L’œuvre comprend plus de quatre cents huiles, des aquarelles, des pastels, des gravures et des dessins. Manet est un peintre exceptionnellement doué qui est capable d’appréhender tous les domaines. Son champ thématique est donc très large. Il a exploré tous les genres : scènes historiques, portraits, paysages, marines, scènes de genre (cafés, loisirs en plein air), natures mortes.
QUEL EST L'HÉRITAGE ARTISTIQUE D’ÉDOUARD MANET ?
Adolescent dissipé, Manet devint un peintre provocateur. Le génie est à ce prix. S’il rompt avec son professeur Thomas Couture, il est assez sage pour profiter de ses leçons dans ses premières toiles. Sans doute abandonne-t-il l’académisme, mais en s’imprégnant des grands peintres espagnols (Vélasquez, Goya), il rend hommage à l’esthétique classique de la représentation (Le chanteur espagnol, 1860).

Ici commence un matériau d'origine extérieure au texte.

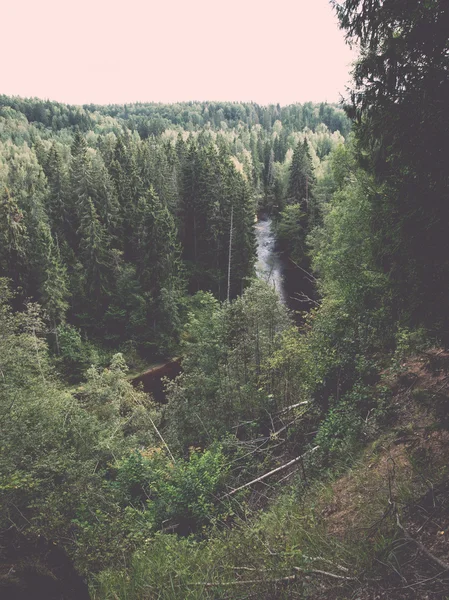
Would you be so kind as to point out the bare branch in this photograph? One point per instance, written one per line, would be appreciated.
(277, 470)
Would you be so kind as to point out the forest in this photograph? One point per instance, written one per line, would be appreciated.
(303, 449)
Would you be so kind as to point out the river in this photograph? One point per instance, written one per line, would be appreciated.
(295, 287)
(269, 264)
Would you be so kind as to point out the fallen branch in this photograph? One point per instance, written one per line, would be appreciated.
(424, 550)
(262, 477)
(287, 579)
(292, 407)
(325, 573)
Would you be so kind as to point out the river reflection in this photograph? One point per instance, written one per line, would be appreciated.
(269, 264)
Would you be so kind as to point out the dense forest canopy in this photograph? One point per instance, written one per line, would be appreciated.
(111, 214)
(127, 234)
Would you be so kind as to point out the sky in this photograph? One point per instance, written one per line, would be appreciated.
(105, 51)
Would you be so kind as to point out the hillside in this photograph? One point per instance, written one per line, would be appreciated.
(299, 448)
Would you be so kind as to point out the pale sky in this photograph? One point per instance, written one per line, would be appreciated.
(105, 51)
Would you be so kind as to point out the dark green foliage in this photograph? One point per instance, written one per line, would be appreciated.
(399, 100)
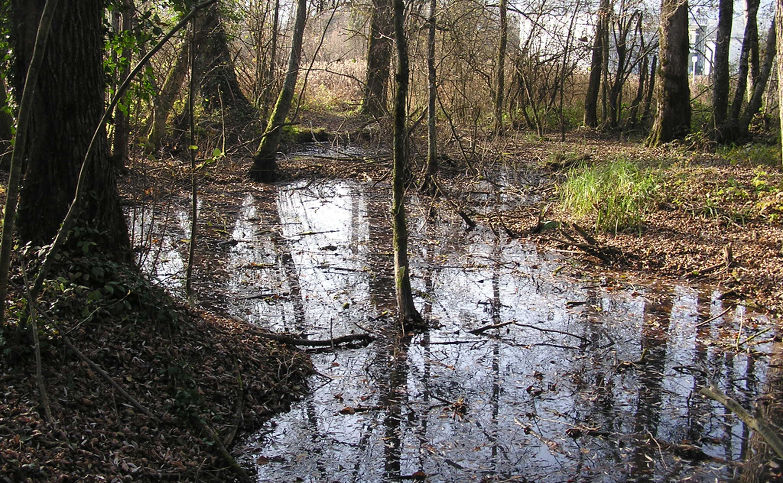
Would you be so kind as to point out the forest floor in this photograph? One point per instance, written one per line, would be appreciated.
(196, 377)
(714, 218)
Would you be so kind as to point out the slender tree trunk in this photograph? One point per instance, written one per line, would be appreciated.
(6, 126)
(647, 110)
(633, 116)
(121, 113)
(760, 83)
(166, 98)
(751, 36)
(64, 115)
(721, 77)
(779, 44)
(407, 314)
(214, 66)
(616, 89)
(264, 166)
(270, 75)
(673, 119)
(501, 67)
(596, 65)
(379, 51)
(432, 93)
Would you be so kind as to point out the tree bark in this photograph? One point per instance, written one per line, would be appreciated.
(760, 83)
(407, 314)
(646, 111)
(166, 98)
(500, 72)
(214, 66)
(721, 77)
(673, 119)
(64, 115)
(432, 93)
(779, 45)
(264, 168)
(379, 50)
(6, 125)
(596, 65)
(751, 36)
(120, 140)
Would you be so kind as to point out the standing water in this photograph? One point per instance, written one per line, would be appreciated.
(533, 369)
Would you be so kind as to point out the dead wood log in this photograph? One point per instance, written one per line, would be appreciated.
(764, 429)
(345, 339)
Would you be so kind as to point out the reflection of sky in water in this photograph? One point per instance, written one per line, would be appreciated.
(302, 267)
(559, 367)
(161, 234)
(582, 379)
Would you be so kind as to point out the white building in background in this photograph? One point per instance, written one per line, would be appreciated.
(703, 27)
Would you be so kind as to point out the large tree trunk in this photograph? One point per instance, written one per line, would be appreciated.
(647, 108)
(166, 98)
(779, 44)
(673, 119)
(264, 166)
(126, 17)
(720, 77)
(406, 311)
(759, 83)
(379, 48)
(432, 93)
(64, 116)
(596, 65)
(6, 125)
(214, 67)
(751, 37)
(500, 72)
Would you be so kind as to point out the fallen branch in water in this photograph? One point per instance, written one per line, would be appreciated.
(765, 430)
(345, 339)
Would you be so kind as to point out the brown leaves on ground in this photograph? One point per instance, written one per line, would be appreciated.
(195, 364)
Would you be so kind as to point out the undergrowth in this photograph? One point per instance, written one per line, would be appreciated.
(615, 195)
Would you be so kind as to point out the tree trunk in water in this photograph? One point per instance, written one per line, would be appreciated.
(165, 100)
(407, 314)
(119, 153)
(721, 76)
(751, 37)
(269, 82)
(6, 125)
(760, 83)
(214, 67)
(596, 64)
(379, 48)
(501, 67)
(432, 93)
(673, 119)
(760, 461)
(264, 168)
(64, 116)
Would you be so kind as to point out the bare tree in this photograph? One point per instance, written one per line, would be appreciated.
(407, 314)
(264, 166)
(379, 48)
(673, 118)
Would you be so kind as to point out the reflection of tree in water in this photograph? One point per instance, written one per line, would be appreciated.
(762, 464)
(650, 369)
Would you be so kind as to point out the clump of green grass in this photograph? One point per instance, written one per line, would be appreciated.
(616, 194)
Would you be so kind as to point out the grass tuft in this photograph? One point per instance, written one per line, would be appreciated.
(616, 194)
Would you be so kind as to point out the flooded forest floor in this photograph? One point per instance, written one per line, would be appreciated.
(554, 352)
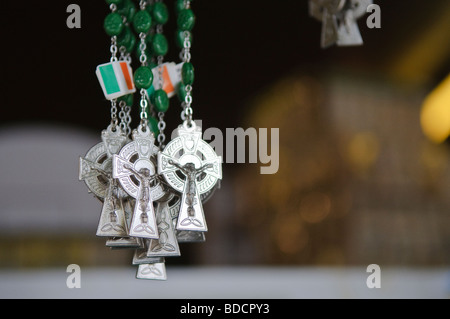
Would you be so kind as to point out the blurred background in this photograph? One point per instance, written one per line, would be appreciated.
(364, 173)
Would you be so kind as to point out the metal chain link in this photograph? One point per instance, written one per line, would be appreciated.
(161, 127)
(188, 88)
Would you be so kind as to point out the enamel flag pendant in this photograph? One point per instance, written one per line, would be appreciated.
(116, 79)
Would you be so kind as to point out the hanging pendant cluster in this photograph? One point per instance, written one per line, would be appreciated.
(338, 19)
(152, 194)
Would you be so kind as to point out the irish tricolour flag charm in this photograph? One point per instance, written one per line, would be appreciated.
(116, 79)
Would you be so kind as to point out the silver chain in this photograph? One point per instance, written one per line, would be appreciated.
(114, 120)
(188, 88)
(160, 61)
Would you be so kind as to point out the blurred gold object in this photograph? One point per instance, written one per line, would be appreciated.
(435, 114)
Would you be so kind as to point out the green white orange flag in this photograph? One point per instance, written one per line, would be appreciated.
(116, 79)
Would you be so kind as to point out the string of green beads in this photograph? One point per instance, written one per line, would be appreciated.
(160, 13)
(153, 123)
(113, 24)
(186, 20)
(142, 21)
(179, 38)
(127, 9)
(126, 39)
(159, 44)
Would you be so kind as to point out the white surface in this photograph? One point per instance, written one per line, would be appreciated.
(39, 188)
(228, 283)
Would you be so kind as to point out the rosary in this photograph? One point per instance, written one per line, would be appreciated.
(152, 193)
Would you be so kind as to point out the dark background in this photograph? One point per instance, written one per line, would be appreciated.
(239, 48)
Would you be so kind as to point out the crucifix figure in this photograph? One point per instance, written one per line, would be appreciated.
(134, 169)
(199, 170)
(144, 199)
(190, 193)
(95, 170)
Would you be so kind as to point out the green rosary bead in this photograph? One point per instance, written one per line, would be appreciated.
(160, 100)
(142, 21)
(179, 38)
(113, 24)
(128, 99)
(159, 44)
(127, 9)
(181, 92)
(186, 20)
(180, 5)
(126, 39)
(153, 123)
(160, 13)
(143, 77)
(187, 73)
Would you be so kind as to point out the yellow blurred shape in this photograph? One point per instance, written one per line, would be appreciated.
(291, 236)
(315, 207)
(363, 150)
(435, 114)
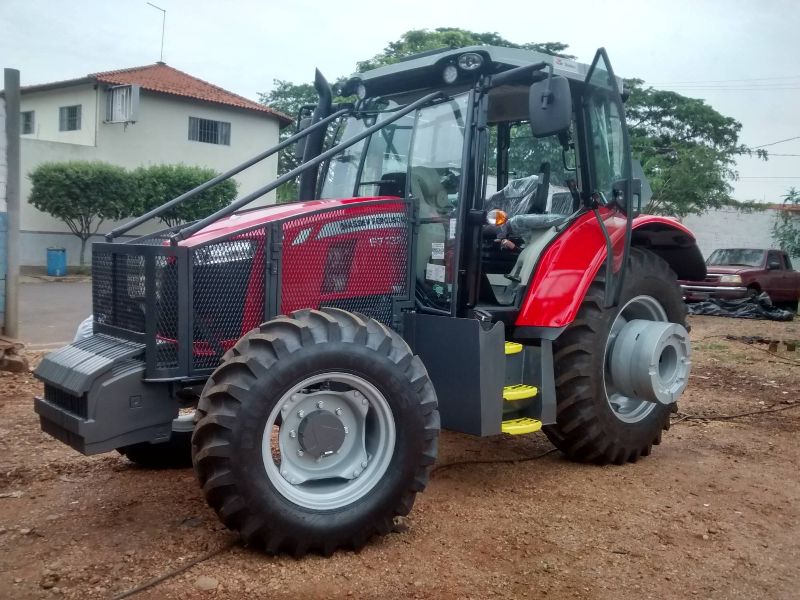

La provocation se situe dans le choix de certains sujets de jeunesse, comme Le déjeuner sur l’herbe (1862). Il suffit de remplacer les dieux antiques par des hommes du 19e siècle auprès d’une femme nue assise sur l’herbe, et celle-ci devient miraculeusement indécente alors qu’elle était jusqu’alors une muse ou une déesse tout à fait convenable. Peu d’artistes étaient capables de mettre ainsi en évidence l’archaïsme des conventions académiques.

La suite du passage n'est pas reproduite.